In case any Action is brought against an Indemnified Person or an Indemnified Person has received notice of the commencement of any investigation in respect of which indemnity may be sought against the Company, the Indemnified Person will give the Company prompt written notice of any such Action of which the Indemnified Person has knowledge and the Company will undertake the investigation and defense thereof on behalf of the Indemnified Person, including the prompt employment of counsel acceptable to the Indemnified Persons affected and the payment of all expenses. The omission to so notify the Company shall not relieve the Company of any liability which the Company may have to any Indemnified Person hereunder provided that any such delay in or failure to give notice as herein required does not materially prejudice the defense of the Action and does not result in any material increase in the liability which the Company would otherwise have under the indemnity contained herein had the Indemnified Person not so delayed in giving, or failing to give, the notice herein required.

No admission of liability nor settlement, compromise or termination of any Action shall be made without the Company’s consent and the consent of the Indemnified Persons affected; such consents not to be unreasonably withheld. Notwithstanding that the Company will undertake the investigation and defense of any Action, an Indemnified Person will have the right to employ separate counsel with respect to any Action and participate in the defense thereof, but the fees and expenses of such counsel will be at the expense of the Indemnified Person unless:

(i) the payment of such expenses has been authorized in writing by the Company;

(ii) the Company has not assumed the defense of the Action within a reasonable period of time after receiving notice of the Action;

(iii) the named parties to any such Action include both the Company and the Indemnified Person and the Indemnified Person shall have been advised by counsel to the Indemnified Person in writing that there is a conflict of interest between the Company and the Indemnified Person; or

(iv) there are one or more defenses available to the Indemnified Person which are different from or in addition to those available to the Company;

in which case such fees and expenses of such counsel to the Indemnified Person will be for the Company’s account. The rights accorded to the Indemnified Persons hereunder shall be in addition to any rights an Indemnified Person may have at common law or otherwise.

The Company hereby acknowledges that Haywood Securities Inc. (“Haywood”) acts as trustee for all of the other Indemnified Persons of the covenants and obligations of the Company contained in this Schedule “C” with respect to such Indemnified Persons and Haywood hereby accepts such trust and agrees to hold such covenants and obligations on behalf of itself and the other Indemnified Persons.

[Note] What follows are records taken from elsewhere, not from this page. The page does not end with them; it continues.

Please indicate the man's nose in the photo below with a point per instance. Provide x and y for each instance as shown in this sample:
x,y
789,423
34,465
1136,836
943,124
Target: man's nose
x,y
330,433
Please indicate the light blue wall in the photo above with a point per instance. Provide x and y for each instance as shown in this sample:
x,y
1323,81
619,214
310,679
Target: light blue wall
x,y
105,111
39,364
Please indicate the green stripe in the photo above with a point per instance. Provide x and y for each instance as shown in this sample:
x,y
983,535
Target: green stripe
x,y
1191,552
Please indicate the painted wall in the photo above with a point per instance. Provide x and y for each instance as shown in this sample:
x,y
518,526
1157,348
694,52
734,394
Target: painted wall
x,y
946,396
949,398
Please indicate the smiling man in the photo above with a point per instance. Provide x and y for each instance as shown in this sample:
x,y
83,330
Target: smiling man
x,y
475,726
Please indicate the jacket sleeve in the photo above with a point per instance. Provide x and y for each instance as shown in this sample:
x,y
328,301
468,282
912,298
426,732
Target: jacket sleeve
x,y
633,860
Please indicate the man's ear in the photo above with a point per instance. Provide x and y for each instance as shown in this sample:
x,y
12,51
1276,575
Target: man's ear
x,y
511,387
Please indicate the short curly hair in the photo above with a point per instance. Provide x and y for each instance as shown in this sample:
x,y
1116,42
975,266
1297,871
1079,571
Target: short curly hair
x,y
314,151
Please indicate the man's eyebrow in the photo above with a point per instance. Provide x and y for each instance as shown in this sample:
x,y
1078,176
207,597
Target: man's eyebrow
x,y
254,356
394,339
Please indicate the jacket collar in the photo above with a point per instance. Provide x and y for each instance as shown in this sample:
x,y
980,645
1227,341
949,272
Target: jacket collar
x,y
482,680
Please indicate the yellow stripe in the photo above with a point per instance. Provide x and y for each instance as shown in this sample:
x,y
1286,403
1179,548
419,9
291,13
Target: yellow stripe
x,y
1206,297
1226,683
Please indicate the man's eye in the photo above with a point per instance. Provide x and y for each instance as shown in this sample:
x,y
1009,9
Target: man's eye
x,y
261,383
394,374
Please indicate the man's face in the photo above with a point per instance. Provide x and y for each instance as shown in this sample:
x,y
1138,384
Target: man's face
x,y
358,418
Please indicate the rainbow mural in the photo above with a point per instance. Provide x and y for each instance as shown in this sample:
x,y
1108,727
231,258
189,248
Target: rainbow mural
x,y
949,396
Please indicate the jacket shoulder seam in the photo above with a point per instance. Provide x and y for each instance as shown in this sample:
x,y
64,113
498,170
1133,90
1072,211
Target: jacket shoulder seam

The indemnity and contribution obligations of the Company contained herein shall be in addition to, and not in substitution for, any liability which the Company may otherwise have, shall extend upon the same terms and conditions to all Indemnified Persons and shall be binding upon and enure to the benefit of the respective successors and assigns of the Company and of each of the Indemnified Persons, as the case may be.

The indemnity provided in this Schedule “C” shall not be limited to or otherwise affected by any other indemnity obtained from any other person in respect of any matter specified in the Agreement and shall continue in full force and effect until all possible liability arising out of the transactions contemplated by the Agreement has been extinguished by operation of law, provided, however that no Indemnified Person shall be entitled to “double recovery” in respect of any Action.